Но Катря снова перебила меня:

— Постой, я хочу, чтобы ты сам взвесил, необходимо ли это. Понимаешь, даже для того, чтобы разработать материалы, привезенные мною с Хан-Тенгри, я должна иметь пробу минералов из Ингодской котловины Яблонового хребта. Ты понимаешь, по предварительным данным тут наблюдается абсолютная идентичность? Так что без этой пробы я не могу делать выводов. — Катря волновалась и торопилась. — А не сделать этого, значит наша экспедиция на Хан-Тенгри была ни к чему. Зря растрачены время, работа, государственные средства… И моя диссертация тоже… А взяв пробу в Ингодской котловине, я смогу сделать выводы там, на месте, сразу же приступить к разведке на Яблоновом хребте и одновременно закончить диссертацию.

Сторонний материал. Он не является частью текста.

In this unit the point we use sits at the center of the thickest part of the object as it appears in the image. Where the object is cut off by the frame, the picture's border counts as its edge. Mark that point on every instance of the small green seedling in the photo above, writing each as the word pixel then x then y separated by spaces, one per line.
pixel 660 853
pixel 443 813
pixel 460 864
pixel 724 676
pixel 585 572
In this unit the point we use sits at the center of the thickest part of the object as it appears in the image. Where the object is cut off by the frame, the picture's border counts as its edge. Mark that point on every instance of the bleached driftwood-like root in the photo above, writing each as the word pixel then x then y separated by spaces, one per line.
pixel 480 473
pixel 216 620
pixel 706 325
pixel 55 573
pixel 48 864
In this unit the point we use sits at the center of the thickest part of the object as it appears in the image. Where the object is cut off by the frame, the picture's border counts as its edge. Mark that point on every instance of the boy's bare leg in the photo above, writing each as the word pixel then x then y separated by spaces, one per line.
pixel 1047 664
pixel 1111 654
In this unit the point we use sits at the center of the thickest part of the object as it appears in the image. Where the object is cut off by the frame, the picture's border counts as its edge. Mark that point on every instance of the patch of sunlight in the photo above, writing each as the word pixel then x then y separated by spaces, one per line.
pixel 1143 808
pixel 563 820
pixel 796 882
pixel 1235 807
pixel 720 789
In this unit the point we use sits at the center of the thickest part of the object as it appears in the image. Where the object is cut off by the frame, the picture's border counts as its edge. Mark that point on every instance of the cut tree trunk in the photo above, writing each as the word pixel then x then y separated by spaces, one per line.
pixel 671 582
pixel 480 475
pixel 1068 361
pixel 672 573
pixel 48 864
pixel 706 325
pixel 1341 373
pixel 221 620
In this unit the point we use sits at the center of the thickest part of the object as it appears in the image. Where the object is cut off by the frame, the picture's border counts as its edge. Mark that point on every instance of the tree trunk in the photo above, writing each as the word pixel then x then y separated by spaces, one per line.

Ну вот, ты и скажи…

— Что ж, — вздохнул я, — тут двух мнений быть не может. Тебе надо ехать.

Я слышал, что и Катря вздохнула.

— Спасибо тебе, милый. Но понимаешь, дорогой, я должна уже собираться и…

— Я уже бегу, — крикнул я, — и сейчас мы с тобой обо всем, обо всем поговорим!

Я быстро повесил трубку, но телефон под моей рукой сразу же зазвонил. Я машинально снова снял трубку:

— Алло! Я уже бегу! Бегу!

— Алло? Алло? — зазвучал совсем не Катрин голос. — Алло? Это клиника? Алло?

— Клиника. Я слушаю вас.

— Будьте добры, там у вас в операционной доктор. Передайте ему: пусть как только освободится, немедленно позвонит в институтскую лабораторию.

— Я у телефона, слушаю. В чем дело? Что случилось? — Но тут я узнал голос. — Мария Ивановна, это вы?

— Я, я, доктор! Я уже звонила вам домой. Я только сейчас заступила на ночную смену. Произошло недоразумение: Васса Павловна, которая дежурила днем, смотрела все время не на подопытный бульон, а на контрольную пробирку и…

— Ну, ну?

— И давала вам неправильные сведения…

— Ну?

— А я, как только пришла, посмотрела и… Доктор, бульон прозрачен…

— Что? — закричал я. — Что? Говорите громче, я вас плохо слышу!

— Он посветлел, доктор! Раствор прозрачен, как аква дистиллята. А контрольный — мутный, как…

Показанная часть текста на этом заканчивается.